Extrait du livre "La gloire de Dieu aujourd'hui": "Wolfang Von Regensburg, un saint européen" (reprise) (26/1/2014)

     

Un autoportrait

C'est bien sûr moi qui vois un autoportrait dans ce chapitre consacré à "Wolfang Von Regensburg, un saint européen" (qui est aussi une critique sans complaisance des hommes politiques et des pasteurs de l'Eglise), car il me paraît évident que c'en est un, et non moins évident que sa modestie ne supporterait pas qu'il soit perçu comme tel. Saint-Augustin qui pleure en silence parce qu'il a perdu "la belle liberté du philosophe" et craint de ne pas être à la hauteur de sa tâche, comment ne pas voir que c'est lui, et plus encore depuis qu'il est devenu Pape?
Comment ne pas comprendre, aussi, que la bonté qui " ne recouvre pas la lumière de Dieu de son propre moi... mais laisse transparaître Sa lumière en faisant un pas de côté", c'est le modèle qu'il s'est donné?

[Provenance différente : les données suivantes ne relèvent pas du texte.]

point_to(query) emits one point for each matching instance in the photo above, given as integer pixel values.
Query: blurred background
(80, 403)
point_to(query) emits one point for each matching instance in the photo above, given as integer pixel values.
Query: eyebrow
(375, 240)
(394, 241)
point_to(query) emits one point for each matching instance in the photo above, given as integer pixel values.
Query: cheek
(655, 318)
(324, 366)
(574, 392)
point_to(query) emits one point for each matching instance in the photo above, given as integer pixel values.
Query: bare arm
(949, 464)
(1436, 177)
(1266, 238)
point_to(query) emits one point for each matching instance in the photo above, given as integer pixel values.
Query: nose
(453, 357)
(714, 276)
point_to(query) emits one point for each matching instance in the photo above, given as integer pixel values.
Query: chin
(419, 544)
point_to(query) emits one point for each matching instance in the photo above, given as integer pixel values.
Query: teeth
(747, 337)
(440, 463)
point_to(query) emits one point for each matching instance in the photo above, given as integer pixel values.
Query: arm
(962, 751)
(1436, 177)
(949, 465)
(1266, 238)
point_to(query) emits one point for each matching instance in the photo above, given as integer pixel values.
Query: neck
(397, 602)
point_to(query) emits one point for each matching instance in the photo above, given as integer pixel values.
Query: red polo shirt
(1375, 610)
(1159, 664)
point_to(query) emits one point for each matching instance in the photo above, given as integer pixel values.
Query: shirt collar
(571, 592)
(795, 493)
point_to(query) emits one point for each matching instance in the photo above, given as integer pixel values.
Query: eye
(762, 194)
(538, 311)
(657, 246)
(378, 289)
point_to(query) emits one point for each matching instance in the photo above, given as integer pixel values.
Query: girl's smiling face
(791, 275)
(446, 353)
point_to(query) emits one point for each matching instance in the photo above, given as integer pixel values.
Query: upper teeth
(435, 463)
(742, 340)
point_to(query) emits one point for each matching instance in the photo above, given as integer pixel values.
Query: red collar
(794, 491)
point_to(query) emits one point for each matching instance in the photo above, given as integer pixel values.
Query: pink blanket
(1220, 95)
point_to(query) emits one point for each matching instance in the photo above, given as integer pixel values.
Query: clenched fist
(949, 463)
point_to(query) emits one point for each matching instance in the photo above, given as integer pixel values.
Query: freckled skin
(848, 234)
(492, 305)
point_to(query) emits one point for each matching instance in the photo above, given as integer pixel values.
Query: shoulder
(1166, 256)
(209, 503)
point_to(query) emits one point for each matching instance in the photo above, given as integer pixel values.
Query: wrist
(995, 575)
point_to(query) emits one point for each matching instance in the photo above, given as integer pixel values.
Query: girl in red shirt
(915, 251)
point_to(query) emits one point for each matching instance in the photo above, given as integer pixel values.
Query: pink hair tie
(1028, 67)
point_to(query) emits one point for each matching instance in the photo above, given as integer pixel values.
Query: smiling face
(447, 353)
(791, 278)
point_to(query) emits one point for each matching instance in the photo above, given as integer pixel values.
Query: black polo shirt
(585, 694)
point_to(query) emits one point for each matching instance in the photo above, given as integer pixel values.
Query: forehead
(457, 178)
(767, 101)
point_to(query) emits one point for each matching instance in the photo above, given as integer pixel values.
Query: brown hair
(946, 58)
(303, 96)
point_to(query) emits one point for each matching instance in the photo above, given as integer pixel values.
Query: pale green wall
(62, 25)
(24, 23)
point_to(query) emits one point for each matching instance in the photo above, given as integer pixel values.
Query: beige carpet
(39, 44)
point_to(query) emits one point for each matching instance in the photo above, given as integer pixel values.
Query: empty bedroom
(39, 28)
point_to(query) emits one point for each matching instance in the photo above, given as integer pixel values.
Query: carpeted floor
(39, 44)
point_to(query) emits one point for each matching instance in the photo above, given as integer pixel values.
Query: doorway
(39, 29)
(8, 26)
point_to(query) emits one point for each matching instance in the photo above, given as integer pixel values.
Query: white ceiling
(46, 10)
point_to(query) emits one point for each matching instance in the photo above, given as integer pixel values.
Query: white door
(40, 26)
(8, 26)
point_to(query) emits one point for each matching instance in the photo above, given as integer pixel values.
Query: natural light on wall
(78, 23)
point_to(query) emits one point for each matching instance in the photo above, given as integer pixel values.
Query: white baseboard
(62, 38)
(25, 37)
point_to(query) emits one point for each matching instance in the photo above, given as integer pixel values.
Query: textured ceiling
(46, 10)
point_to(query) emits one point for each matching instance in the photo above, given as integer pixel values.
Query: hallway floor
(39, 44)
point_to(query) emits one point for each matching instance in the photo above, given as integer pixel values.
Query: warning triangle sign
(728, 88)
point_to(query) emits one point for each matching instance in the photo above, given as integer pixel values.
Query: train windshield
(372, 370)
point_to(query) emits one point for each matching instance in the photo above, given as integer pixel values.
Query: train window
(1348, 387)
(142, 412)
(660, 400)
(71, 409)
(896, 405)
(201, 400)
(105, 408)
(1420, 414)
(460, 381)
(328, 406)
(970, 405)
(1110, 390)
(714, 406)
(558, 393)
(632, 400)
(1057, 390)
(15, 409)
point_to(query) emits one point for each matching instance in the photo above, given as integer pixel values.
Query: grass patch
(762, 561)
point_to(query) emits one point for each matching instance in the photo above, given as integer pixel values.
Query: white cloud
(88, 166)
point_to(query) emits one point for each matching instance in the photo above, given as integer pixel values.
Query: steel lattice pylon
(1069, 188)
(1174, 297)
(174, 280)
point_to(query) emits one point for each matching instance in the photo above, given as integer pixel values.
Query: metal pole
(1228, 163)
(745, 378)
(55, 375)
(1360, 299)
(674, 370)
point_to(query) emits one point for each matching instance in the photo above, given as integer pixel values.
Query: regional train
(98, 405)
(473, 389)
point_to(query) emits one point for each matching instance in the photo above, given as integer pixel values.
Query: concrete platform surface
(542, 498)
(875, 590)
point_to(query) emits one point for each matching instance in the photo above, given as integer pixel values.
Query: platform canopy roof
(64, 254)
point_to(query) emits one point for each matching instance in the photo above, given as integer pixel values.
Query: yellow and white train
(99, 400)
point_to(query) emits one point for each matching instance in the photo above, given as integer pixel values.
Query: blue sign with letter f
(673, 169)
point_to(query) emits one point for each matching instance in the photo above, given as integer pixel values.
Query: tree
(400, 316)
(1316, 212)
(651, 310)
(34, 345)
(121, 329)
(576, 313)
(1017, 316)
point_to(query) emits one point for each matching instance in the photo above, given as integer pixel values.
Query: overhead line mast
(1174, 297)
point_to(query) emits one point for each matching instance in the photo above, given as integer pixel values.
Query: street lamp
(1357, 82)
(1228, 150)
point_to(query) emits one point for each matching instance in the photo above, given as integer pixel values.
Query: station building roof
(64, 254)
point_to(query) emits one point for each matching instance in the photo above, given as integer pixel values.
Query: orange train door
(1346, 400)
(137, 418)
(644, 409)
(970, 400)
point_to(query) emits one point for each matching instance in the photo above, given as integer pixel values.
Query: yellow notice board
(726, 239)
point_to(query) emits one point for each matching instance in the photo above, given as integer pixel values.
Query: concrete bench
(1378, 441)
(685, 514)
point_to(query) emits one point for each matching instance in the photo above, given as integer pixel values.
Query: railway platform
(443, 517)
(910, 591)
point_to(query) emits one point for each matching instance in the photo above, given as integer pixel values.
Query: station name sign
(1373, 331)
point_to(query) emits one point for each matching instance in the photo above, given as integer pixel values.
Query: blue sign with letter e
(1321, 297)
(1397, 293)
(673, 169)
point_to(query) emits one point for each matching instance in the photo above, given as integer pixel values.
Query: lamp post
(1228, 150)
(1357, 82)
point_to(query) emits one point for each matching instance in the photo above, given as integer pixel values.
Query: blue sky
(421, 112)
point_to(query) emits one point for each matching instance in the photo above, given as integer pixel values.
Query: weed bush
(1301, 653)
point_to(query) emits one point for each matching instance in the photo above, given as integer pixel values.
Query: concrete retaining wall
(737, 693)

Et nul doute, enfin que la belle figure de Wolfang Von Regensburg qu'il évoque ici est un autre modèle auquel il se réfère et s'identifie, dans l'exercice de sa charge pastorale. L'histoire est d'ailleurs une parfaite illustration des propos tenus par lui devant les journalistes allemands qui l'ont interrogé en août 2006, sur le rôle "exemplaire" des saints, et la "décentralisation" des béatifications...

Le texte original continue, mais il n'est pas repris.